The timing of the avian influenza outbreak is worrisome for health officials, as the new victims claimed are added to the current existing cases. The source of concern is the fact that it is right before the upcoming Chinese New Year celebrations where a significant portion of China’s population will begin a massive travel exodus within the country. Most residents will be travelling, in particular, back to rural hometowns to celebrate the annual New Year festivities with their families.
The four latest cases come from Shanghai and Zhejiang, all involving men between the ages of 54 – 66. All are currently in hospitals undergoing treatment.
Currently, the number of victims claimed by the avian influenza outbreak total 195 cases from mainland China. The largest number of cases come from the province of Zhejiang, with 71 cases, followed by Shanghai, with 38 cases, and Jiangsu, with 30 cases. Other provinces with a smaller number of victims include Guangdong, Jiangxi, Anhui, Beijing, and Hebei.
One known case from Guangzhou involves a 5-year old girl, while other cases involve largely older people between the ages of 50 and up.
Contact with Poultry: Primary Route of Transmission
The primary route of transmission for the avian flu is through contact with poultry, which predominantly occurs in the rural villages and small towns in China. Travelling in highly dense populations, as will be the case leading up to Chinese New Year, also increases the chances of person-to-person transmission.
This particular strain of influenza began emerging last March, infecting over 100 people, out of which 26 passed away in May. The virus receded over the summer and re-emerged again in October.

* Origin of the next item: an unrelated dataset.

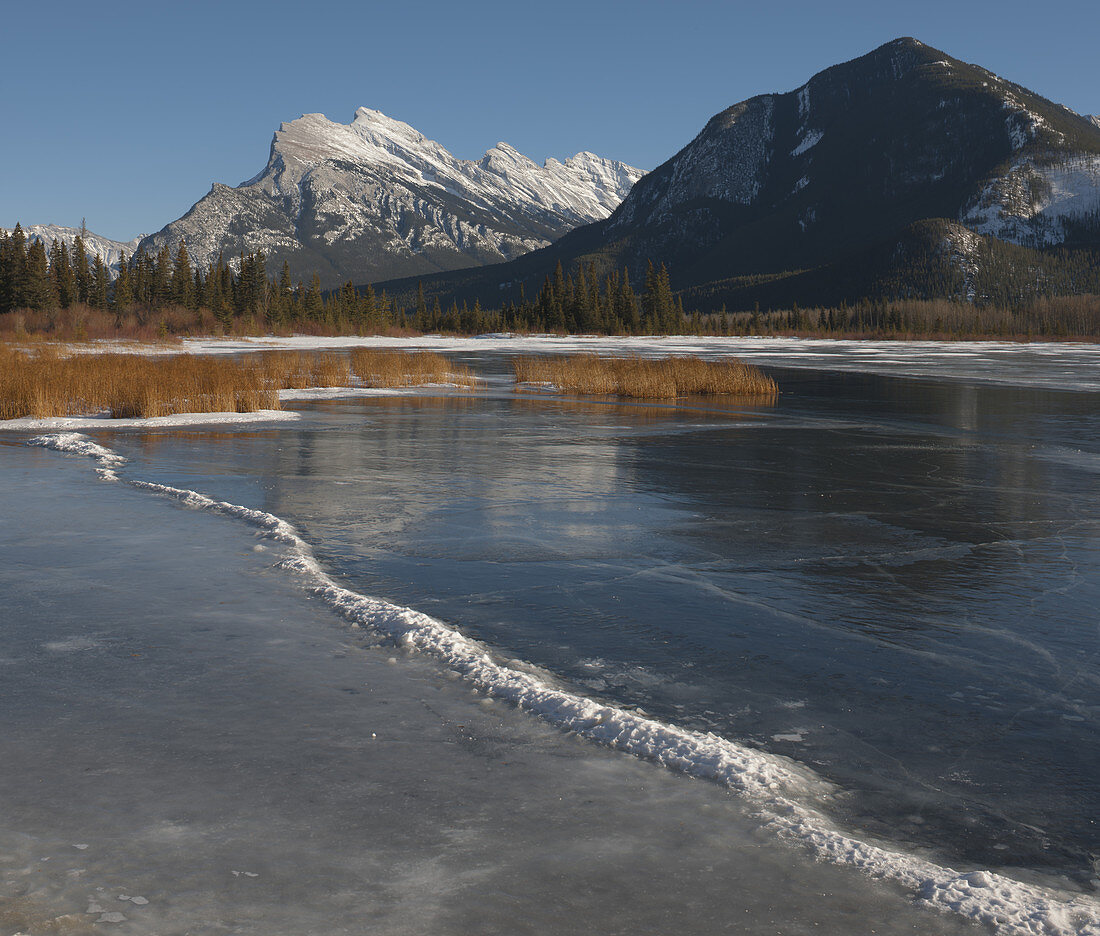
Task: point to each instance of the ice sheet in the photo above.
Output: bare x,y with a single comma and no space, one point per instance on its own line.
781,791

Travelling for Chinese New Year
For the celebration of Chinese New Year, it is estimated that about 3.6 billion trips will be taken by air and ground transportation. Both airline and vehicle travel by car and train is expected to increase from last year’s numbers. Health officials are currently monitoring the situation closely for any signs of a larger-scale transmission of the virus between humans.
So far, Helen Yu, a spokeswoman for the Beijing office of the World Health Organization (WHO), has said that the number of infected cases without any contact with poultry have remained low. She indicated that the expectation is to continue to see just sporadic cases emerge.

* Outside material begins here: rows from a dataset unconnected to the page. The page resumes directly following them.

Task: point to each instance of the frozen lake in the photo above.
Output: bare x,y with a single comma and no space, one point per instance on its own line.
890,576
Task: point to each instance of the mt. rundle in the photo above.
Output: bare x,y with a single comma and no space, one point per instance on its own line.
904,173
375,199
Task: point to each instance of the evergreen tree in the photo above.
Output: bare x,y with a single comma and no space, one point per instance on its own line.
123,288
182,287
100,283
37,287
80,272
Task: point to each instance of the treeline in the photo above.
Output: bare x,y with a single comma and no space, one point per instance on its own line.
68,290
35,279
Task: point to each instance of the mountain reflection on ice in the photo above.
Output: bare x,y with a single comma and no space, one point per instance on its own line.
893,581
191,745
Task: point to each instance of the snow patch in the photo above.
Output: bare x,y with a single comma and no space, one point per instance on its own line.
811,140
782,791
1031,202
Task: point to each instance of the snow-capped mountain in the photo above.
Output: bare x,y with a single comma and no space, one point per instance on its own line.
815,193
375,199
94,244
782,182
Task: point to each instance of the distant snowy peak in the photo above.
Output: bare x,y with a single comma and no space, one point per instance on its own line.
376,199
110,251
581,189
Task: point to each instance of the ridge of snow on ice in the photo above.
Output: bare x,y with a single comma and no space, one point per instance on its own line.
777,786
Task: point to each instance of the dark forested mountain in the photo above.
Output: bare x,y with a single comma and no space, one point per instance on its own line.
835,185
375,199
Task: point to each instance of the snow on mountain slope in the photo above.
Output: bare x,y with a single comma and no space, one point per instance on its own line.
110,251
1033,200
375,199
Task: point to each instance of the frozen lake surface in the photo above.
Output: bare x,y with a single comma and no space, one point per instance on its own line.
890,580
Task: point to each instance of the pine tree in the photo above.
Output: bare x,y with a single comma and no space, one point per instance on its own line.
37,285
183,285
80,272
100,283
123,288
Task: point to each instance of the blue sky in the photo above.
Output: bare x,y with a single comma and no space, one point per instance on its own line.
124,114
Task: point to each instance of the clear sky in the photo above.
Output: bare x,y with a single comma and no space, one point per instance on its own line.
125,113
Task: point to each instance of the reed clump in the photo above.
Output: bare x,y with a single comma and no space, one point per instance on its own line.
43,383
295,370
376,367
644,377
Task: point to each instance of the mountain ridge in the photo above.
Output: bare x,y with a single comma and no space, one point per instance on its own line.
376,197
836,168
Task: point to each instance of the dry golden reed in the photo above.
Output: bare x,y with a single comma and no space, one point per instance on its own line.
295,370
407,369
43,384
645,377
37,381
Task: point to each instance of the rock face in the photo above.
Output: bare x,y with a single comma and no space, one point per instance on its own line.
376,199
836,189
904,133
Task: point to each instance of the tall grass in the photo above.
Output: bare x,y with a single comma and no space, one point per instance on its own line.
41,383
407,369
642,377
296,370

Even so, the H7N9 influenza strain is of particular concern for its strong ability to grow in human lung tissue samples, according to Dr. Malik Peiris, an influenza specialist at the University of Hong Kong. As well, this strain contains a set of genetic mutations that have been linked to a greater capability allowing for human to human transmission.
Enhanced surveillance and health education continue
In the meantime, health education and enhanced disease surveillance are top priorities for the Chinese Department of Health, where continual cooperation with the WHO, and other relevant health authorities are of primary importance at the moment. Health education in the form of posters and pamphlets for travelers has been widely dispersed in travel hot-spots, along with the placement of thermal imaging systems to allow for body temperature checks for travelers.
In light of the cooperating health authorities and their watch for this particular strain of the avian influenza outbreak, there is hope that any new victims claimed before and during China’s massive travel exodus will be a miniscule number.